People try to cool off in the Trocodero Fountain in Paris Friday. Photo by Zakaria Abdelkafi/Getty Images |
Fun fact: Last summer, the first 90 of the year didn't hit until June 30, and we ended up with 17 days that were 90 or over. Normal for an entire summer is about five such days.
It's cooling off today in Vermont, temporarily at least. Plus, if you didn't like Friday's toasty temperatures, it was nothing compared to much of Europe
As you might have heard on the news, France suffered through its hottest day on record. From a climatology standpoint, the record highs were even more impressive than at first glance.
The temperature reached 114.6 degrees at Gallargues-le-Montueux, France Friday, breaking the all-time hot record for France of 111.4 set on August 12, 2003.
It's obviously very rare for a nation to break its hottest temperature. It's downright bizarre to break the previous record by three degrees. These new all time records are almost always broken by a fraction of a degree, or perhaps one degree at most.
On top of this, the hot record was set in June, before the normal hottest part of summer. If there's going to be an all-time record high, you'd expect it later in July or in August.
As the Category 6 blog points out, there's yet another amazing fact regarding the French hot record. A full dozen weather stations beat or tied France's previous all time record high temperature.
The small principality of Andorra, which is between France and Spain, also established a new all time record high of 102.9 degrees.

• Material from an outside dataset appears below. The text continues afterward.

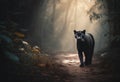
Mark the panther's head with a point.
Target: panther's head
(80, 35)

If all this is unbelievable here's another factoid: France has a shot today of breaking its all time record high temperature that I just said was established yesterday.
It was so hot in Spain that a pile of manure got so hot it self-ignited, sparking a 10,000 acre wildfire.
The heat in Europe will roll on through this weekend. It'll shift eastward a bit, so that Germany, Poland and the Czech Republic might establish all time record highs, too. The heat is finally expected to diminish early next week.
The Europe heat wave is part of a trend that's probably connected at least in part to climate change. National Geographic notes that Europe's five hottest summers in the past 500 years have all occurred within the last 15 years.
Heat waves in Europe are exceptionally deadly because the use of air conditioning isn't nearly as widespread as it is in the United States. Fewer than five percent of German and French homes have air conditioning.
At least 70,000 Europeans died in a long, punishing heat wave in 2003. About 56,000 Russians met a similar fate in an epic 2010 heat wave there.
U.S. HOT, BUT NOT AS BAD
Summer does seem to be getting its act together in the United States. A broad area in the northern and central Plains, which had experienced a cold and wet winter and spring, is now under a heat advisory.
Heat indexes in this neck of the woods are over 100 degrees today and tomorrow.
Back home in Vermont, it will actually be a fair amount cooler than normal Sunday with lots of clouds and an unseasonable cold, upper level low overhead. But that will quickly clear out by Monday.